Notícias

Procura por seguro deve triplicar


Fonte: O Diario de Mogi

Dentro dos próximos cinco anos, a procura por seguros de veículos, residências, empresas, vida e previdência, deverá ser triplicada não só em Mogi das Cruzes, como em todo o País. Ao menos essa é a expectativa de profissionais do segmento na Cidade, que comemoram amanhã o Dia do Corretor de Seguros. Para eles, a data deverá ser celebrada por todos nesta área, já que, com o atual mercado aquecido, a estimativa é de que o setor cresça de 7% a 10% apenas neste ano.

"Temos um fator muito positivo que é o aumento na venda de veículos. Além disso, estamos com uma economia estabilizada e a própria população mudou a cultura e hoje pensa muito mais em proteger seu patrimônio. Diante de tudo isso, acreditamos que nosso setor crescerá em até 10%, o que está acima do mercado, já que a previsão é de que a economia tenha um crescimento de 4% a 5%. Além disso, para se ter uma ideia, devemos atingir nos próximos anos 3% a 4% do PIB (Produto Interno Bruto).

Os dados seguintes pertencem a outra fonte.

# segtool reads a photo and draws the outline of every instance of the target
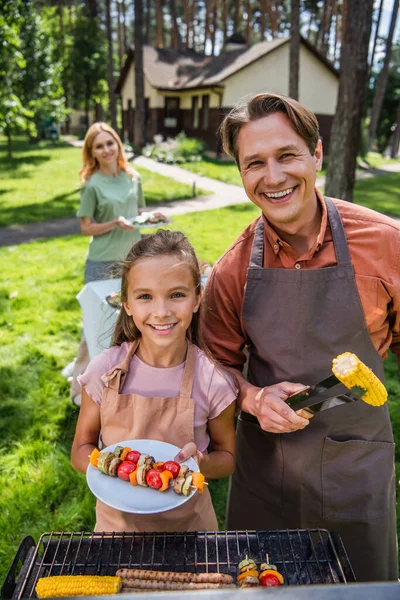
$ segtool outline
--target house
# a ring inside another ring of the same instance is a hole
[[[218,126],[240,98],[271,91],[289,94],[290,38],[247,46],[234,34],[219,56],[193,50],[143,47],[146,138],[174,137],[184,131],[218,149]],[[131,47],[117,83],[123,111],[123,137],[133,140],[135,50]],[[317,116],[325,149],[336,109],[339,74],[301,38],[299,100]]]

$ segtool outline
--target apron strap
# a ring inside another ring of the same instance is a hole
[[[336,253],[338,267],[351,266],[349,247],[339,211],[332,198],[324,196],[329,225],[332,231],[333,245]],[[250,255],[250,267],[263,268],[264,266],[264,220],[261,216],[254,232],[253,246]]]
[[[332,198],[324,196],[338,267],[352,266],[346,234],[338,208]]]
[[[263,216],[258,219],[256,230],[254,232],[253,246],[250,255],[250,267],[264,266],[264,220]]]
[[[191,398],[194,374],[196,370],[196,359],[197,350],[196,346],[188,341],[188,349],[186,353],[186,363],[183,371],[182,383],[181,383],[181,398]]]
[[[132,345],[129,348],[128,354],[125,356],[124,360],[101,376],[102,382],[107,384],[109,389],[114,390],[114,392],[117,392],[118,394],[128,372],[131,358],[135,354],[139,343],[140,339],[132,342]]]

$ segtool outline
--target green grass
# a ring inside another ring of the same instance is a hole
[[[256,214],[253,205],[232,206],[174,217],[173,228],[213,263]],[[61,375],[80,338],[75,296],[86,251],[82,236],[0,248],[0,582],[24,536],[37,541],[46,531],[94,527],[94,499],[69,463],[78,409]],[[400,384],[393,356],[385,367],[399,467]],[[210,488],[223,528],[227,481]]]
[[[81,151],[59,141],[29,144],[13,141],[6,156],[0,138],[0,227],[73,217],[79,206]],[[137,169],[148,205],[192,197],[192,187],[147,169]],[[204,194],[198,190],[198,194]]]
[[[356,182],[354,202],[378,212],[400,217],[400,173],[367,177]]]
[[[395,165],[399,164],[398,158],[385,158],[379,152],[368,152],[365,157],[365,162],[368,163],[370,167],[374,167],[376,169],[384,168],[386,165]]]

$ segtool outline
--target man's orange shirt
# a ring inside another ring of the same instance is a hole
[[[317,196],[321,202],[322,195],[318,191]],[[344,225],[372,342],[382,358],[390,347],[397,355],[400,369],[400,223],[350,202],[335,199],[334,202]],[[336,265],[325,203],[321,202],[321,206],[320,233],[311,250],[300,257],[263,217],[264,267],[321,269]],[[257,221],[253,221],[218,260],[205,290],[207,344],[222,364],[240,370],[245,362],[243,349],[249,341],[242,322],[242,306]],[[309,326],[312,327],[312,323]],[[290,333],[284,327],[282,335],[286,335],[290,343]]]

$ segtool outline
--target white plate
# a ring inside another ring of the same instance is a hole
[[[180,450],[177,446],[156,440],[126,440],[125,442],[112,444],[104,448],[102,452],[112,451],[116,446],[124,446],[142,453],[145,452],[150,456],[154,456],[156,462],[173,460]],[[188,458],[182,464],[187,465],[192,471],[199,470],[193,458]],[[165,492],[159,492],[149,487],[133,486],[129,481],[124,481],[119,477],[105,475],[92,465],[89,465],[86,471],[86,480],[92,494],[104,504],[123,512],[140,515],[151,515],[171,510],[187,502],[196,493],[196,490],[192,490],[189,496],[184,496],[183,494],[176,494],[172,488]]]
[[[158,212],[158,211],[155,211],[155,212]],[[167,221],[165,221],[165,222],[143,223],[143,224],[140,222],[136,222],[137,219],[140,220],[140,218],[142,218],[143,221],[145,221],[146,219],[152,217],[153,215],[154,215],[154,212],[146,212],[146,213],[142,213],[141,215],[138,215],[137,217],[129,217],[126,220],[129,221],[135,227],[139,227],[140,229],[154,229],[154,227],[163,227],[164,225],[169,225],[172,222],[169,217],[166,217],[166,215],[163,215],[163,217],[165,217],[167,219]]]

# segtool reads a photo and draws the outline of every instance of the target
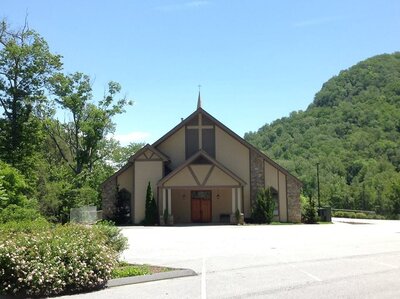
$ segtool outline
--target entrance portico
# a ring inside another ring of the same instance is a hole
[[[242,187],[161,188],[160,218],[164,213],[173,223],[230,223],[236,211],[243,212]],[[173,224],[170,223],[170,224]]]
[[[174,223],[231,222],[237,210],[243,211],[244,185],[230,170],[199,151],[159,181],[160,215],[167,213]]]

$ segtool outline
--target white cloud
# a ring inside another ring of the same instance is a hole
[[[118,140],[121,145],[125,146],[131,142],[148,142],[150,133],[133,131],[127,134],[114,134],[108,137]]]
[[[178,10],[185,10],[185,9],[191,9],[191,8],[199,8],[202,6],[206,6],[210,4],[210,1],[206,0],[193,0],[193,1],[187,1],[179,4],[166,4],[166,5],[161,5],[157,6],[156,9],[165,11],[165,12],[172,12],[172,11],[178,11]]]

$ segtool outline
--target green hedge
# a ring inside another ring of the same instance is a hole
[[[35,220],[43,218],[39,211],[34,208],[20,207],[15,204],[10,204],[4,209],[0,208],[0,223],[10,221]]]
[[[334,211],[333,217],[339,218],[353,218],[353,219],[386,219],[385,216],[377,214],[365,214],[362,212],[347,212],[347,211]]]
[[[368,216],[365,213],[356,213],[355,218],[357,219],[367,219]]]
[[[49,296],[102,287],[125,248],[126,239],[109,225],[2,225],[0,294]]]

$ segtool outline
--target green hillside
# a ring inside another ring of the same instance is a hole
[[[400,214],[400,52],[369,58],[323,84],[306,111],[245,139],[336,208]]]

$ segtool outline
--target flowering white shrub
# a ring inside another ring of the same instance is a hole
[[[128,248],[128,239],[121,234],[121,230],[111,221],[100,221],[93,229],[107,237],[106,245],[111,246],[116,252],[122,253]]]
[[[0,294],[48,296],[104,286],[118,253],[83,225],[0,228]]]

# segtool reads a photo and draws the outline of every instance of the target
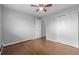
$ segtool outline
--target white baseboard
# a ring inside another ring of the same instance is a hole
[[[31,40],[31,39],[29,39],[29,40]],[[12,43],[8,43],[8,44],[4,44],[4,47],[9,46],[9,45],[13,45],[13,44],[17,44],[17,43],[21,43],[21,42],[24,42],[24,41],[28,41],[28,40],[22,40],[22,41],[17,41],[17,42],[12,42]]]
[[[38,38],[41,38],[41,37],[38,37]],[[34,40],[34,39],[37,39],[37,38],[32,38],[32,39],[28,39],[28,40]],[[17,44],[17,43],[21,43],[21,42],[24,42],[24,41],[28,41],[28,40],[21,40],[21,41],[17,41],[17,42],[4,44],[4,47],[9,46],[9,45],[13,45],[13,44]]]
[[[33,39],[37,39],[37,38],[33,38]],[[33,40],[33,39],[29,39],[29,40]],[[47,40],[50,40],[50,41],[52,41],[52,42],[57,42],[57,41],[54,41],[54,40],[51,40],[51,39],[47,39]],[[9,46],[9,45],[21,43],[21,42],[24,42],[24,41],[28,41],[28,40],[22,40],[22,41],[12,42],[12,43],[3,44],[3,45],[4,45],[4,47],[6,47],[6,46]],[[62,42],[57,42],[57,43],[65,44],[65,43],[62,43]],[[68,45],[68,44],[65,44],[65,45]],[[71,46],[71,45],[68,45],[68,46]],[[71,46],[71,47],[75,47],[75,46]],[[79,47],[75,47],[75,48],[79,48]]]
[[[48,40],[48,39],[47,39]],[[72,46],[72,45],[69,45],[69,44],[66,44],[66,43],[63,43],[63,42],[58,42],[58,41],[54,41],[54,40],[49,40],[49,41],[52,41],[52,42],[56,42],[56,43],[60,43],[60,44],[64,44],[64,45],[67,45],[67,46],[71,46],[73,48],[79,48],[77,46]]]
[[[52,40],[51,38],[46,38],[46,39],[49,40],[49,41],[52,41],[52,42],[57,42],[57,43],[64,44],[64,45],[67,45],[67,46],[71,46],[71,47],[74,47],[74,48],[79,48],[78,46],[69,45],[69,44],[66,44],[66,43],[63,43],[63,42]]]

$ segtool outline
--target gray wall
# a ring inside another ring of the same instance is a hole
[[[0,46],[1,46],[1,5],[0,5]]]
[[[35,38],[35,17],[3,7],[2,18],[5,45]]]
[[[46,25],[43,19],[41,19],[41,36],[46,37]]]
[[[35,19],[35,38],[41,37],[41,20]]]
[[[55,17],[53,16],[47,16],[45,18],[42,18],[45,23],[45,36],[47,39],[56,41],[55,39]]]
[[[75,6],[43,18],[47,39],[78,47],[78,11]]]
[[[2,8],[2,42],[5,45],[41,36],[55,42],[78,47],[78,11],[72,7],[43,17]]]

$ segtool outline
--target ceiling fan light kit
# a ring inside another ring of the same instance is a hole
[[[40,10],[40,11],[43,11],[43,7],[39,7],[39,10]]]
[[[31,5],[32,7],[38,7],[38,9],[36,10],[36,12],[38,11],[44,11],[47,12],[47,7],[51,7],[52,4],[38,4],[38,5]]]

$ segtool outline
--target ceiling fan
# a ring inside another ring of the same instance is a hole
[[[38,11],[45,11],[47,12],[47,7],[51,7],[52,4],[37,4],[37,5],[31,5],[32,7],[38,7],[38,9],[36,10],[36,12]]]

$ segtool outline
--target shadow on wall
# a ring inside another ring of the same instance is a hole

Hoje, ainda estamos em aproximadamente 2,5%", explica o proprietário da Montezumas Corretora de Seguros, Fábio Ferreira Mattos, que também é presidente do Clube dos Corretores e Coordenador do Sindicato dos Corretores de São Paulo (Sincor-SP).

Apesar de ter registrado um aumento na procura por seguros nos últimos anos, o corretor avalia que ainda há um grande potencial de crescimento no mercado brasileiro. "Aproximadamente 50% dos veículos na Cidade ainda não possuem seguro e essa ainda é a linha mais procurada pela população (leia mais nesta página). Também precisamos investir e incentivar as pessoas a fazer outros tipos de seguro. Hoje, temos um leque muito grande de produtos e de seguradoras. E o corretor é o único profissional habilitado a fazer essa venda. Além disso, ele se torna um verdadeiro consultor e adequa o produto à real necessidade do cliente", pontua ele, que atua nesse ramo há 10 anos.

Já o proprietário da Corretora de Seguros Nogueira e Valladez, Wilton José Nogueira, que também é diretor regional do Sincor, está otimista com a vinda da Copa do Mundo em 2014 e das Olimpíadas em 2016 para o Brasil. "Isso influencia diretamente nosso setor, já que deve aumentar o risco de viagem, de transporte, entre outros, e consequentemente haverá maior procura por seguros. Aliás, nos próximos cinco anos, já sentiremos bruscamente esse avanço, sendo que a procura deverá ser triplicada", frisa.

De acordo com ele, o Alto Tietê acumula hoje um total de 840 corretores de seguros, sendo 270 de pessoas jurídicas e o restante de pessoas físicas. "A concorrência aumentou muito. Por ano, cerca de 600 profissionais são formados pela Fundação Nacional de Seguros. Mas isso é proporcional ao aumento da demanda. Ainda assim, acredito que estamos engatinhando e ainda temos um vasto campo para explorar nesse setor", aponta.

Apesar de o valor do seguro variar de acordo com o produto e com as condições, o corretor explica que o custo foi reduzido nos últimos anos. "Além disso, o preço é sempre proporcional ao que está sendo segurado. Hoje, é muito mais acessível ter essa proteção e isso também ajuda nosso mercado a crescer. O seguro traz muitos benefícios. É o único segmento que devolve à sociedade um dinheiro de indenização. Ele mantém o equilíbrio da situação e a deixa igual a anterior ao acidente. É extremamente importante ter essa garantia, já que estamos falando de um futuro incerto e de acidentes que sempre são imprevisíveis", enumera.

Há 20 anos trabalhando como corretor de seguros em Mogi das Cruzes, Nogueira conta que o avanço na tecnologia influenciou diretamente na qualidade do serviço prestado. "Hoje, estamos passando por uma das melhores fases do ramo. A informatização das vendas tornou o serviço mais ágil, assim como o acesso à informação. Atualmente, temos condições de, em poucos minutos, passar todos os dados de um seguro para o cliente. E o corretor consegue mapear exatamente as necessidades e melhores produtos para atender o perfil do segurado", descreve.